What systems like Flink call exactly-once is more precisely effectively-once: a guarantee about state, not delivery. After a failure, records get replayed and reprocessed, but the effect on state reflects each event exactly once because state and input offsets are snapshotted together in a consistent checkpoint. Extending that to external systems needs either an idempotent sink that dedupes repeated writes, or a transactional sink using two-phase commit. End-to-end exactly-once does not happen automatically just because the engine claims it internally.
How do windows handle late data?
A window fires when the watermark crosses its end, but late data can still arrive after that. Flink has allowed lateness (default zero) that keeps a window's state alive past its end and re-fires it for each late event, plus a side output to catch events arriving after even that grace runs out. Kafka Streams has a grace period plus suppress to emit only a final result.
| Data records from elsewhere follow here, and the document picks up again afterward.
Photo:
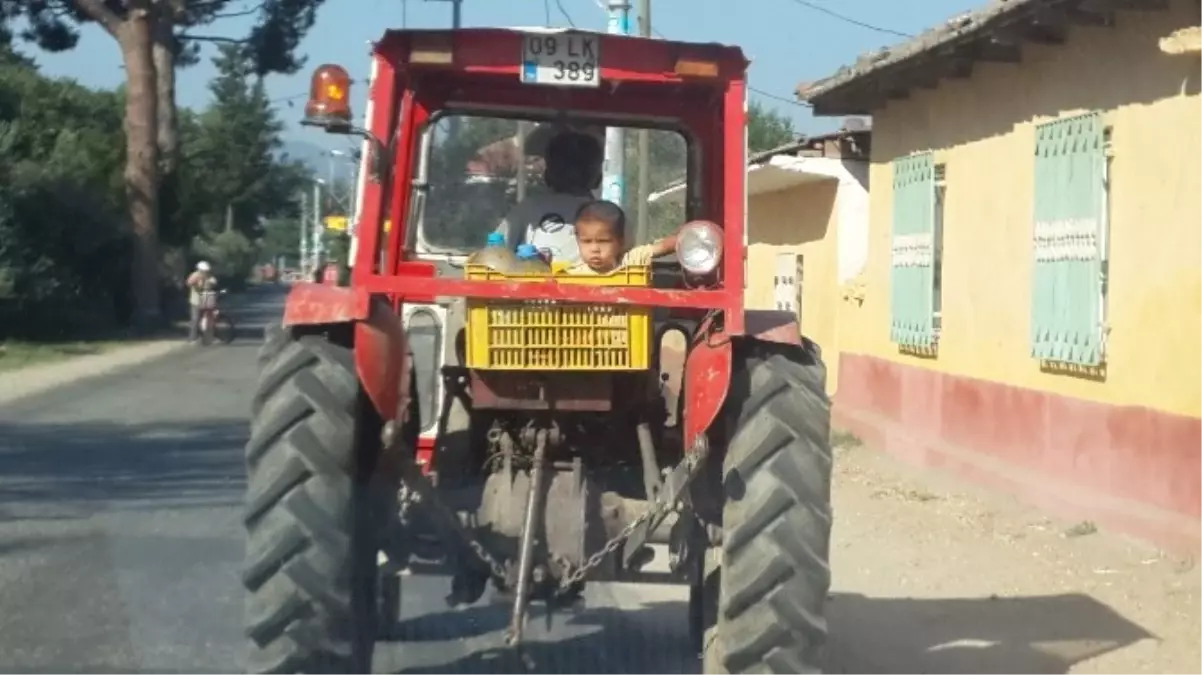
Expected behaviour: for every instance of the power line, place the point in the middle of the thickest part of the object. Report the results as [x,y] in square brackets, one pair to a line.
[849,19]
[564,11]
[760,91]
[781,99]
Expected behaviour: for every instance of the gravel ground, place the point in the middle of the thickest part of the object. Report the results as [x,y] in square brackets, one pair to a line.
[934,578]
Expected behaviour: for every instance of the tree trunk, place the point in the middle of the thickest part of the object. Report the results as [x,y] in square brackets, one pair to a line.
[135,36]
[165,87]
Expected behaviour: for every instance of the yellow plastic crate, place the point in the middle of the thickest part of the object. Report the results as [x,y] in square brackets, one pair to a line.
[547,335]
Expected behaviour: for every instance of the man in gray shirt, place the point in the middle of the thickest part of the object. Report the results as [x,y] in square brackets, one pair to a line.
[572,171]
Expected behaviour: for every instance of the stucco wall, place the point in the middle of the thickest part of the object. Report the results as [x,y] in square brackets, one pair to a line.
[801,220]
[983,129]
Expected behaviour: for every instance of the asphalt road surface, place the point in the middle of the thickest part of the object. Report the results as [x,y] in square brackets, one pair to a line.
[120,543]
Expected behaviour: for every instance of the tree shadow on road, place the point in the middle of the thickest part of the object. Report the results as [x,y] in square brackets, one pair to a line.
[51,471]
[1033,635]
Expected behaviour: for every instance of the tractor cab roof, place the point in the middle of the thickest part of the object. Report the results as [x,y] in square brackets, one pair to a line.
[560,57]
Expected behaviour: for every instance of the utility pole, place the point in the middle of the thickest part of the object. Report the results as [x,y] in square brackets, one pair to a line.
[644,141]
[304,234]
[316,226]
[613,186]
[456,24]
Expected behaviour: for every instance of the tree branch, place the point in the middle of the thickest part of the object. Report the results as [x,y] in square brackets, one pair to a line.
[210,39]
[101,15]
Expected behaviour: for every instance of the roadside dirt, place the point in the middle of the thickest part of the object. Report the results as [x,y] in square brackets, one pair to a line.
[936,578]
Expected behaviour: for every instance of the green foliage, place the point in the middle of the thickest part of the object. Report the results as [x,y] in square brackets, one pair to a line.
[61,236]
[65,243]
[767,129]
[231,254]
[232,150]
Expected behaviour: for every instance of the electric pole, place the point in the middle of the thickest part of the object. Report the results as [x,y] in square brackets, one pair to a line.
[456,24]
[644,141]
[304,234]
[613,186]
[317,228]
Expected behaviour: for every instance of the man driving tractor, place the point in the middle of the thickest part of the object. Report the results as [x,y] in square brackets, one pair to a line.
[573,161]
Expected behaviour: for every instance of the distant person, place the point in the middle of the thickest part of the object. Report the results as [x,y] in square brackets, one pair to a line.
[197,282]
[572,171]
[601,239]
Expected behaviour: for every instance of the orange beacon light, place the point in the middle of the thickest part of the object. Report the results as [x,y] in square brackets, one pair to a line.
[329,91]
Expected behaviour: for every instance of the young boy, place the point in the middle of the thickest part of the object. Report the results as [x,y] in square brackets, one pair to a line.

All of these trade correctness for cost: longer lateness means later final results and more state retained, so it is a knob, not a free win.
What is barrier alignment and why does it matter?
Flink takes consistent snapshots by injecting checkpoint barriers into the source streams; the barriers flow with the records, and each operator snapshots its state when a barrier passes. At an operator with multiple inputs, alignment makes it wait for the barrier on every input before snapshotting, which is what gives exactly-once state. The catch is that alignment stalls under backpressure, because a barrier gets stuck behind a queue of buffered records and a checkpoint that should take seconds can take minutes. Unaligned checkpoints exist to fix exactly that by folding in-flight buffers into the snapshot so barriers can overtake the queue.